Le Soudan goes back to the International Court of Justice (CPI) trois anciens direants parmi lesquels l’autocrate dechu Omar el-Béchir, recherchés notamment pour «genocide» et crimes contre l’humanité lors du conflit au Darfour, to indicate mercredi the minister Foreign Affairs.

“The Council of Ministers has decided to hand over the wanted persons to the International Criminal Court,” Minister Mariam al-Mahdi said, according to the official Suna news agency, during a meeting with the court’s new attorney general based in The Hague. . , Karim Khan, visiting Khartoum for a week.

Beginning in 2003, the conflict in Darfur, a region in the west of the country, opposed the predominantly Arab regime of Omar al-Bashir and rebels from ethnic minorities who considered themselves marginalized. It left some 300,000 dead and almost 2.5 million displaced, mainly during the first years of violence, according to the United Nations.

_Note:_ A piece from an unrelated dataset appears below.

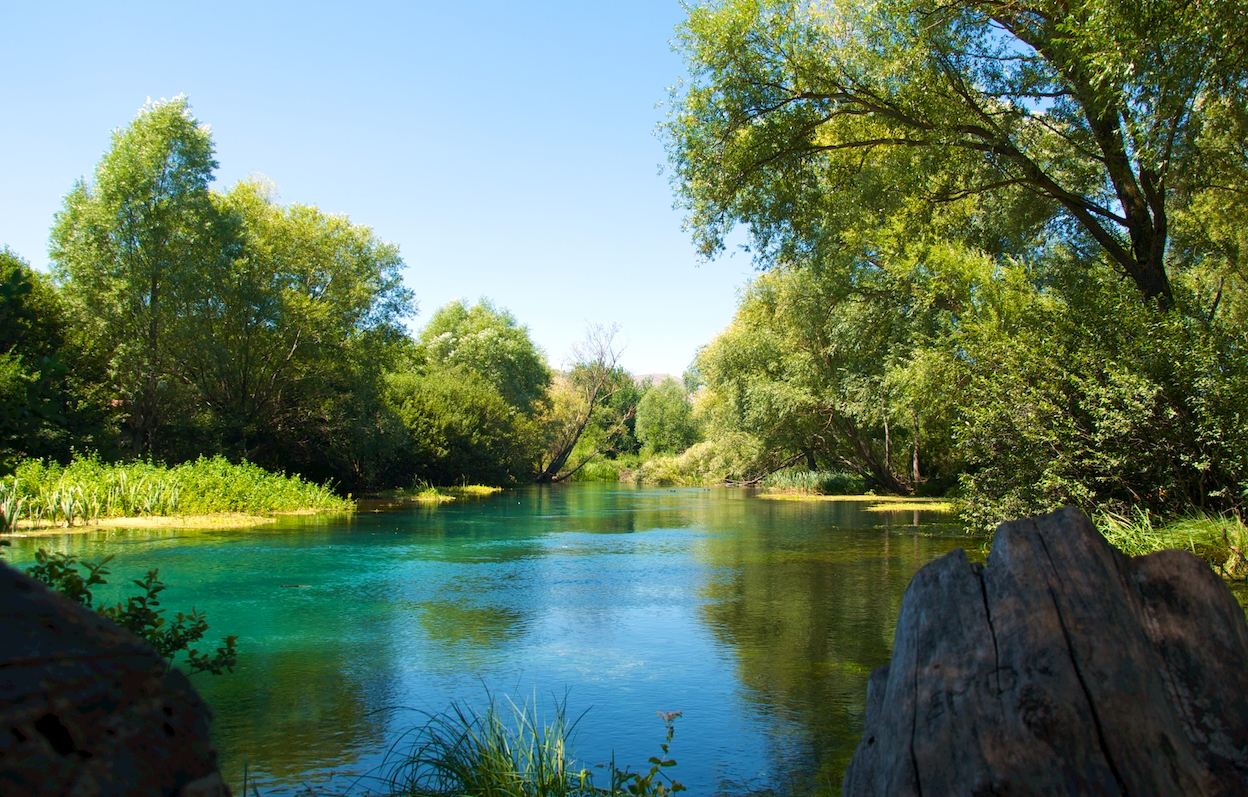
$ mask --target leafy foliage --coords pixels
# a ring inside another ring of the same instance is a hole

Omar al-Bashir was ousted in April 2019, after months of unprecedented popular movement. In February 2020, the transitional power established after his fall had verbally pledged to promote Omar al-Bashir’s appearance before the ICC, which issued arrest warrants against him and other figures of the former regime, for “crimes against them. humanity “and” genocide “in Darfur.

The other two regime officials to be handed over to the ICC are former South Kordofan state governor Ahmed Haroun and former defense minister Abdel Rahim Mohamed Hussein, wanted for the same reasons. Arrested after the fall of Bashir, they are currently detained in Sudan.

A historic peace agreement signed in October 2020 between the transitional government and various rebel groups insisted on the need for “full and unlimited cooperation” with the ICC.

Sudanese cabinet ministers voted last week to ratify the Rome Statute of the ICC.

The Sudanese minister stressed on Wednesday “the importance” of her country’s cooperation with the ICC “to obtain justice for the victims of the Darfur war.”

Already convicted of corruption in December 2019, the former president is currently being held in Kober prison in Khartoum.

He is also on trial by the Sudanese justice for his role in the coup that brought him to power in 1989, but his trial has been repeatedly postponed since July 2020, with lawyers for the defendants presenting procedural arguments.